Jessie Oleson (aka Cakespy) drops by every Monday to share a delicious dessert recipe. —The Mgmt.
Once upon a time, Girl Scout Cookies were made by hand, by actual Girl Scouts. They were then sold door to door to teach the girls lessons about marketing and goal-setting.
These days, while the aim is still true—the proceeds go to a good cause—the Tagalongs*, Thin Mints, and Samoas are made commercially, making for confections that arguably fall into "don't confuse the experience with the product" territory.
The solution? Do buy cookies from those earnest young Scouts. But also make a batch of your own for a delicious home-baked treat. Start with these Tagalongs: slightly fatter and more substantial than the Scout version, you'll enjoy each chocolatey, peanut buttery, shortbready bite.
Not into Tagalongs? More of a Thin Mints fan? Make Thin Mints instead »
* In some regions, Tagalongs are packaged under the name "Peanut Butter Patty." Different licensed bakeries that supply the Girl Scouts call the same cookies different names. Wiki up on it here.
- Active time: 20 minutes
- Total time:3 hours
- For the cookies
- 1 cup (2 sticks) butter, softened
- 1/2 cup sugar
- 2 cups flour, sifted
- 1/2 teaspoon salt
- 1/2 teaspoon vanilla extract
- 2 tablespoons heavy cream
- For the topping and coating
- 1 1/2 cups creamy peanut butter (no-stir type)
- 1/2 cup confectioners' sugar, sifted
- 1/2 teaspoon vanilla extract
- 12 ounces good-quality milk or semisweet chocolate, either morsels or coarsely chopped
Prepare the cookie base. Using the paddle attachment in a stand mixer, cream the butter and sugar until light and fluffy.
In a separate bowl, sift together the flour and salt. In 2-3 increments, stir into the butter mixture, scraping down the sides of the bowl occasionally.
Add the cream and vanilla; stir only until incorporated.
Wrap the dough in plastic wrap (separate it into two balls of dough if it is easier to handle that way) and refrigerate for 2-3 hours, until it is very firm.
Preheat the oven to 350°F. Line two baking sheets with parchment paper.
Pinch off pieces of dough, and roll into approximately 1-inch circles. Lightly flatten each ball with your hand, trying to ensure that the edges don't crack too much.

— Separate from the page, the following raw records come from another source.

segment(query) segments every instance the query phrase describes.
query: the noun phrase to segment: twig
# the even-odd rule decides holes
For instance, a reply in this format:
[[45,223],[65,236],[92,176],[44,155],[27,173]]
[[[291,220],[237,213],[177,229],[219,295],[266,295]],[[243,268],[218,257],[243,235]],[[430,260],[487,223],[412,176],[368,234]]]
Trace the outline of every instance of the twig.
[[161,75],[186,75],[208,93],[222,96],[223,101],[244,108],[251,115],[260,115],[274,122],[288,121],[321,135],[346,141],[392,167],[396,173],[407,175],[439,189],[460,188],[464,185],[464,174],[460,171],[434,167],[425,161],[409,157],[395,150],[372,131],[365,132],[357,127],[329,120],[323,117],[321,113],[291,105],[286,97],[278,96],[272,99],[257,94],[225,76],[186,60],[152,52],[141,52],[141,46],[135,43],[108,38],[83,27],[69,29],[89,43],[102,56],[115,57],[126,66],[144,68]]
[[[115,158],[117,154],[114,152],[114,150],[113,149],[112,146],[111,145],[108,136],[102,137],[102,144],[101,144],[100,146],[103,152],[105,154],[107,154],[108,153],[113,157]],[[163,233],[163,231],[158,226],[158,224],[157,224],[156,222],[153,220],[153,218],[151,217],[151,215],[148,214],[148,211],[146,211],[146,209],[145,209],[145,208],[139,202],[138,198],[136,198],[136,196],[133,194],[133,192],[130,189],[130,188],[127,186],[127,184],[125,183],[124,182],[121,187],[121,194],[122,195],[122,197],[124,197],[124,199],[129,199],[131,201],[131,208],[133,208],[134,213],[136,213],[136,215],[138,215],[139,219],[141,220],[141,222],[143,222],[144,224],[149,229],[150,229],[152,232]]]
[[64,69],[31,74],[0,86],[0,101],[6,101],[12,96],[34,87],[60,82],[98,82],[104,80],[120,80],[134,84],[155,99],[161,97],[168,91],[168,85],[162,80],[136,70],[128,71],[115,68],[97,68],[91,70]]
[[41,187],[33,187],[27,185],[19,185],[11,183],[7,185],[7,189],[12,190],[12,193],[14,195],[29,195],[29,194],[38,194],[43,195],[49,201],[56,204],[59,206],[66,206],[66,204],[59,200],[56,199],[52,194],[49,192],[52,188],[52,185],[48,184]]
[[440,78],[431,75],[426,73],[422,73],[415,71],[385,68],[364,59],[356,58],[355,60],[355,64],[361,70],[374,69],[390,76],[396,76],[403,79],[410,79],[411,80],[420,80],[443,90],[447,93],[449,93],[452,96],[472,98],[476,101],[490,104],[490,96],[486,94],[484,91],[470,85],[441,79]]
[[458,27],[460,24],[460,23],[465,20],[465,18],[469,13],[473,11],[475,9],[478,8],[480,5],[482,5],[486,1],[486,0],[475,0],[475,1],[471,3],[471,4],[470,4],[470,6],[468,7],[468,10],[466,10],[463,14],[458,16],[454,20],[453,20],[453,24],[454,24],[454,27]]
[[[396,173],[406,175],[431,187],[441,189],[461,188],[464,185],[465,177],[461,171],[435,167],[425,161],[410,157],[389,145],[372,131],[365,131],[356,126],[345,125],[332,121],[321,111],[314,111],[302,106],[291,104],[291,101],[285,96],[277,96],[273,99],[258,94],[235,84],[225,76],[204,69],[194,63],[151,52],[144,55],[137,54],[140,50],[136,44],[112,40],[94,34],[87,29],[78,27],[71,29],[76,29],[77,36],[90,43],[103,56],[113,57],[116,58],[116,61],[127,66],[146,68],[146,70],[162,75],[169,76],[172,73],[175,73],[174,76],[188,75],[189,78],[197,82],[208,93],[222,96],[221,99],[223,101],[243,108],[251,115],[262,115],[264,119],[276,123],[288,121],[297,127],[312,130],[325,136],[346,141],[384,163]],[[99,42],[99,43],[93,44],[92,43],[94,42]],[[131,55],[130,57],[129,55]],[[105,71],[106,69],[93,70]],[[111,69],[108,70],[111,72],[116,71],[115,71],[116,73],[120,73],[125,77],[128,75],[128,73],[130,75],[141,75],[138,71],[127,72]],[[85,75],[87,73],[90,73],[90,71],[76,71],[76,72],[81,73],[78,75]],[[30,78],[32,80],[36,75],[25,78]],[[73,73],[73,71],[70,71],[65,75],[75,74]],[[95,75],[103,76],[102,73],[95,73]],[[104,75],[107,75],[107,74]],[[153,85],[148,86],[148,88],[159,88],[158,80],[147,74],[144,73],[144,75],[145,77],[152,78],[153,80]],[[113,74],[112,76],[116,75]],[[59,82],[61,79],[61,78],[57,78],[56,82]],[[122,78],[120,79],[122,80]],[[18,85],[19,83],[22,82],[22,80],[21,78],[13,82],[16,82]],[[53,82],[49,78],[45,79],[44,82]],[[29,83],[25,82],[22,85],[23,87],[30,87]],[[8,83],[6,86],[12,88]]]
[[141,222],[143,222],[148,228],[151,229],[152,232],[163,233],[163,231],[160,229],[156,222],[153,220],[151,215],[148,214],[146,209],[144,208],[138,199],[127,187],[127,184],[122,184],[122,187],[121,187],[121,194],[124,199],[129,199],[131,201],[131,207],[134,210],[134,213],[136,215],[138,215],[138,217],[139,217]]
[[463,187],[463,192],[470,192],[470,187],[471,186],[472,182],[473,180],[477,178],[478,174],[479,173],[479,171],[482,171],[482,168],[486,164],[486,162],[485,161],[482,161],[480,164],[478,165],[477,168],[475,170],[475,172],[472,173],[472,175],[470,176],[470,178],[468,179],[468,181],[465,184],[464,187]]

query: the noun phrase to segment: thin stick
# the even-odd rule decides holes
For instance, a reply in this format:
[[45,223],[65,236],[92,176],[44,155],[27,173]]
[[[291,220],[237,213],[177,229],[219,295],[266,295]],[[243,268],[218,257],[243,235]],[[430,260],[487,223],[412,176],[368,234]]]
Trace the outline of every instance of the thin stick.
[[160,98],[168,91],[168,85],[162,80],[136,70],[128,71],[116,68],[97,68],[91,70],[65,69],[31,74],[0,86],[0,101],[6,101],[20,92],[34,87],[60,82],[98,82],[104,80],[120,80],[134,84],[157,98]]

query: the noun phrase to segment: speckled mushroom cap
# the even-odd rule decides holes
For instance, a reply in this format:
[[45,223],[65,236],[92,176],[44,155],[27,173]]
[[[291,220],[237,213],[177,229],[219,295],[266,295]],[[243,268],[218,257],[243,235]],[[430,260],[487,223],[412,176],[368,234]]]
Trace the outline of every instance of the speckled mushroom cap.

Place the rounds of dough on the prepared cookie sheets, leaving about an inch between (they will spread a little, but not too much).
Bake for 10-12 minutes, or until they have a dull finish on top and are just golden on the edges.
Remove from oven and let cool for about 5 minutes on the sheet. As soon as they are not too hot, using a thumb or the back of a small spoon, make an indent in each cookie (they should still be fairly soft, so it should be easy to indent them without breaking them). Leave them right where they are for the moment.
In a medium saucepan, melt the peanut butter on low heat until it is a thick, easily stirred liquid. Add the confectioners' sugar and stir until incorporated. Add the vanilla last, stirring in until incorporated. Remove from heat. Let it sit for about 10 minutes; the mixture will start to thicken a bit.
Place a teaspoon (a little more or less, upon your taste) of the peanut butter mixture in the indent on each cookie.
It would be best to use a double boiler to melt your chocolate at this point. Personally, I do not have one, so I melted it directly in a medium saucepan on low heat, stirring very frequently to keep the mixture from scorching the bottom of the pan.
To coat the cookies, hold each cookie on a fork (so that it is sitting on the tines) with one hand, and with your other hand, using a spoon, let the chocolate mixture drip on top of the cookie until coated. Use your spoon to gently "scrape" the coating so that it covers the entire cookie; let some of the excess chocolate drip off, and then place the chocolate coated cookies on a sheet of waxed paper, nonstick silicone, or even aluminum foil, and let set for 2-3 hours before enjoying.